Gov. Perdue and the legislature have made progress in that direction, as the article states, but there is still a long way to go before our Second Amendment rights are fully protected and guaranteed. To that end, a number of gun-related proposals could be on the docket during this year’s legislative session; I wholeheartedly concur with their passage.

There are still many who argue that tinkering with gun laws could lead to more violence. These folks would be well advised to read the FBI’s preliminary crime report showing that the number of murders in the first half of 2009 decreased 10 percent compared to the first half of 2008.

Or, to put it another way, the FBI reports a huge decrease in murders as firearms, ammunition, and "large" magazines sales soar. In other words, individuals are taking responsibility for their own safety, given the budget cuts that affect the number of law enforcement officers available at any one time. Several mass shootings could and should have been prevented if, for example, students and professors in the Virginia Tech case had been trained and armed, and that fact made known to all who entered the campus.

The same is true for our schools, which have been designated as "Gun Free Zones." If someone is determined to hurt or kill someone, what better place than a "Gun Free Zone," or "Killing Zone," as I call them, to wreak their mayhem, because they know they will not be challenged. Suppose it was known that there were staff and faculty members who were armed and available to respond immediately to any shooting incident?

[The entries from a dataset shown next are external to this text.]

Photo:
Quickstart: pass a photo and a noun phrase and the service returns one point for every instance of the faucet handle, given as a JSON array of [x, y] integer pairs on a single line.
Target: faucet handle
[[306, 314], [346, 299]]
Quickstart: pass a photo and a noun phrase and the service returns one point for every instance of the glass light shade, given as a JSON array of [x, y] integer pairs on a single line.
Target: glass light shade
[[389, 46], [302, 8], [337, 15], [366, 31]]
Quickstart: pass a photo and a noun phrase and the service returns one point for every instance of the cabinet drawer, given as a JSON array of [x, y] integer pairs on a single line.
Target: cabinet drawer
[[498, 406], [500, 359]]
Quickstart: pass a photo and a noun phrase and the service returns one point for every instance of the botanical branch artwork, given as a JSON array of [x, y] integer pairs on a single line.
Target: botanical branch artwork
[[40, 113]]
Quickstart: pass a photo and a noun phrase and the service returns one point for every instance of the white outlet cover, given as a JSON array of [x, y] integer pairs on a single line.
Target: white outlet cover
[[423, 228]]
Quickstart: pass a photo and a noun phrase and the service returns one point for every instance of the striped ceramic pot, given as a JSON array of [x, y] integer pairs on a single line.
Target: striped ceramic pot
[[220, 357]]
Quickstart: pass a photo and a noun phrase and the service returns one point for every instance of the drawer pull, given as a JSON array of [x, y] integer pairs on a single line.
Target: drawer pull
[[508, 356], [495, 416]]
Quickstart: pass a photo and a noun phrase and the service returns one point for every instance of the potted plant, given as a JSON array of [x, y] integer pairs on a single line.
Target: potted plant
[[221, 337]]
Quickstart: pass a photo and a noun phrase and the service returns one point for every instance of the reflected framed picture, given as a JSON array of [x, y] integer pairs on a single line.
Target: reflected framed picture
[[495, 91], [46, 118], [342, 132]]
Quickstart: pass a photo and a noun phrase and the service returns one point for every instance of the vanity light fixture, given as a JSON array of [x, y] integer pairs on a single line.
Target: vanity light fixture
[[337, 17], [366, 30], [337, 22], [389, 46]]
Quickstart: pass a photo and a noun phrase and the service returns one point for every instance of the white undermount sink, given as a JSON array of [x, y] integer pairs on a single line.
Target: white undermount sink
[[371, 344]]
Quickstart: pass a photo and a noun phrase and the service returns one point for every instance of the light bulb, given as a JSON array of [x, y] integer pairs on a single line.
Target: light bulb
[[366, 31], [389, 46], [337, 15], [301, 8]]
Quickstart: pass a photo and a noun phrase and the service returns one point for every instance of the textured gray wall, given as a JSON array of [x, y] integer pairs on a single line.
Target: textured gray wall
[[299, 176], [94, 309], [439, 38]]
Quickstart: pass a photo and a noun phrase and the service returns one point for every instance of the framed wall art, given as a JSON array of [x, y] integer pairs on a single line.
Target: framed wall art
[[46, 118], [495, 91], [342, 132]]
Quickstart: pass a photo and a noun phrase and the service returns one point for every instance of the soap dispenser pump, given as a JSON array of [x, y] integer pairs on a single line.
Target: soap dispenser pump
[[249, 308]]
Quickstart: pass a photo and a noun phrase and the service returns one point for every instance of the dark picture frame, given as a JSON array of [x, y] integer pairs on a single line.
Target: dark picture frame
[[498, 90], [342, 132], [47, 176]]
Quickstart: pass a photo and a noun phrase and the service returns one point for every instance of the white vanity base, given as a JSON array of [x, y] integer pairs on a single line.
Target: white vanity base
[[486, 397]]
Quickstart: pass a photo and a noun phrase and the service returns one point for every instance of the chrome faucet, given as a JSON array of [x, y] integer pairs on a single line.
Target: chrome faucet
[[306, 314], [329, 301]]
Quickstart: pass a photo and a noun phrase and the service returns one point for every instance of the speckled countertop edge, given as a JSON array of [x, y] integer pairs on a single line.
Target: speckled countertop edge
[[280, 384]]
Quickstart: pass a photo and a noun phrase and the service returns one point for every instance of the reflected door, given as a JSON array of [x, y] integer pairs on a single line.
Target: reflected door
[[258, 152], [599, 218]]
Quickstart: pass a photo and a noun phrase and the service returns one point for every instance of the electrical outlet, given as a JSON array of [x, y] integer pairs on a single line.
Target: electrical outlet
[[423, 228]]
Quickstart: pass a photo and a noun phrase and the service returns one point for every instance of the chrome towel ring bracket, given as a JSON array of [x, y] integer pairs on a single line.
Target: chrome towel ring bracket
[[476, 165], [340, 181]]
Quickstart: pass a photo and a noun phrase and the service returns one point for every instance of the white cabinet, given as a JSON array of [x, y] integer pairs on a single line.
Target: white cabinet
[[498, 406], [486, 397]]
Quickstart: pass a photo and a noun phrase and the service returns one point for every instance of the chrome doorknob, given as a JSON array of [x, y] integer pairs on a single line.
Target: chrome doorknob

I’m not advocating vigilantism, nor discounting our outstanding city police and county sheriff departments. I’m simply recognizing that immediate action is required to stop most shooting incidents, and that law enforcement personnel can’t be everywhere all the time. Replace those signs with ones reading that force will be met by force and you’ll see school shootings go away.

Restricting the sale of weaponry to law-abiding citizens is not the answer, either. As Gainesville Police Chief Jane Nichols says, "Legislation only dictates the actions of law-abiding citizens. Bad guys who have guns probably aren’t allowed to have them under any circumstances anyway."

I welcome any proposed changes that make it easier for the average citizen to exercise their Second Amendment rights.